Danish artist (born 1955)
Dorte Dahlin (born 1955) is a Danish artist who entered the art scene in the early 1980s as part of the Wild Youth trend. She gained recognition from her participation in the 1982 exhibition Kniven på hovedet (Knife on the Head) held at Tranegården in Gentofte.[1][2] More recently, she has created decorative objects for churches.[3]
Biography
Born in Copenhagen on 13 December 1955, Dahlin is the daughter of the physician Edgar Frankovitch Dahlin and Birte Hauge Andersen, a histology technician.
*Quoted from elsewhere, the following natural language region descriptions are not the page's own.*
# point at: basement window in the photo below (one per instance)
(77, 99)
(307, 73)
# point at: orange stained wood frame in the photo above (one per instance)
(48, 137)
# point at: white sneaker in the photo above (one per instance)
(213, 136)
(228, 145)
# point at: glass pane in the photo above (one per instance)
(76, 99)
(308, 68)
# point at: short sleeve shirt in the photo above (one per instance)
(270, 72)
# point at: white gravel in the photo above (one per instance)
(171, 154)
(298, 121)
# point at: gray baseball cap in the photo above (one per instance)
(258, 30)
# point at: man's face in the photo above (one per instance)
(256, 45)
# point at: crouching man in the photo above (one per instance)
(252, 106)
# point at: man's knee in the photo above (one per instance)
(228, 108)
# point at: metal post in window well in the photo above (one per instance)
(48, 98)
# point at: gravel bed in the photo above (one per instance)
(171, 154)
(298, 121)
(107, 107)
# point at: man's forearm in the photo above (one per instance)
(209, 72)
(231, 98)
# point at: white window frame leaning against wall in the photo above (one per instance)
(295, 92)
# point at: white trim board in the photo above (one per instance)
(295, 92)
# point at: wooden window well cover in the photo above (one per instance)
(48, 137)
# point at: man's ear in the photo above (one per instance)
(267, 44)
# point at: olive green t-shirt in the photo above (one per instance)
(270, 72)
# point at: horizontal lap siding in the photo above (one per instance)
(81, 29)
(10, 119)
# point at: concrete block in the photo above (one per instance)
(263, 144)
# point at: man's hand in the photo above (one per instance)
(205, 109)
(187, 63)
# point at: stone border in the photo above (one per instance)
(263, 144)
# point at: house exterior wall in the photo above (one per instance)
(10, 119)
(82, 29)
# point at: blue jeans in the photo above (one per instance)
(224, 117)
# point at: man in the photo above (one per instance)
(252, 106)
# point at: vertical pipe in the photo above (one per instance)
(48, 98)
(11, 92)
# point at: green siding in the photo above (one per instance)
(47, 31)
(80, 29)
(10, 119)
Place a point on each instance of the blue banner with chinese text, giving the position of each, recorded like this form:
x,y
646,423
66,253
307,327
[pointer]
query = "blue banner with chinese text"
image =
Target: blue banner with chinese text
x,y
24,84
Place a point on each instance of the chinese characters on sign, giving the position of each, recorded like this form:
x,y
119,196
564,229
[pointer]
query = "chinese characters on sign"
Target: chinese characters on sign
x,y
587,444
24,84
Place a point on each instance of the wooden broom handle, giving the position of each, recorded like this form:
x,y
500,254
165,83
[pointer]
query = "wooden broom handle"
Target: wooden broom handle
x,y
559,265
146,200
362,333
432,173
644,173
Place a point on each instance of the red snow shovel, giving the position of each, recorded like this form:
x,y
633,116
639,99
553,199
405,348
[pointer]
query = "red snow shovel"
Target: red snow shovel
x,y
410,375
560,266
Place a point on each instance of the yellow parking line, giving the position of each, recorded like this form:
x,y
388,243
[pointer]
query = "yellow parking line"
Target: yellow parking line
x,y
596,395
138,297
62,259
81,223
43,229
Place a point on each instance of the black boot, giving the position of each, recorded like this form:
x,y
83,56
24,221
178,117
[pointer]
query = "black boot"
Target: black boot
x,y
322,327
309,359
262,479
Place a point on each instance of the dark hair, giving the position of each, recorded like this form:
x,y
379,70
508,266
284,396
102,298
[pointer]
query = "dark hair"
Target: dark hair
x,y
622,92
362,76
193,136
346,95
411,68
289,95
She studied at the Royal Danish Academy of Fine Arts (1978–84) under Sven Dalsgaard, Freddie A. Lerche and Hein Heinsen.[1]
Dahlin first collaborated with the other Wild Youth artists, creating dynamic, expressive works but in the mid-1980s, she became interested in experimenting with shifts in perspective.[1] Her 1988 work I forgot to Remember to Forget draws on traditional Chinese painting which is free of perspective. Inspired by an exhibition of Chinese art in Hamburg, it employs a split-level approach conveying an impression of a static, unbalanced entity, suitable for meditation.[4][5] Several of her works up to the early 1990s achieve abstractness through large monochrome surfaces of varied strengths in which there are almost identical objects, providing the viewer with confusion as his gaze wanders around in the absence of fixed points.[1]
Most recently Dahlin has moved away from painting to sculptural objects such as the stone door in the Abbey Church in Aalborg (2012), consisting of 30 square sections of rose quartz held together by a metal lattice.[3]
In 2002, Dahlin was awarded the Tagea Brandt Travel Scholarship. Her work can be seen at Statens Museum for Kunst, the ARoS art museum in Aarhus, and the Esbjerg Art Museum.[2]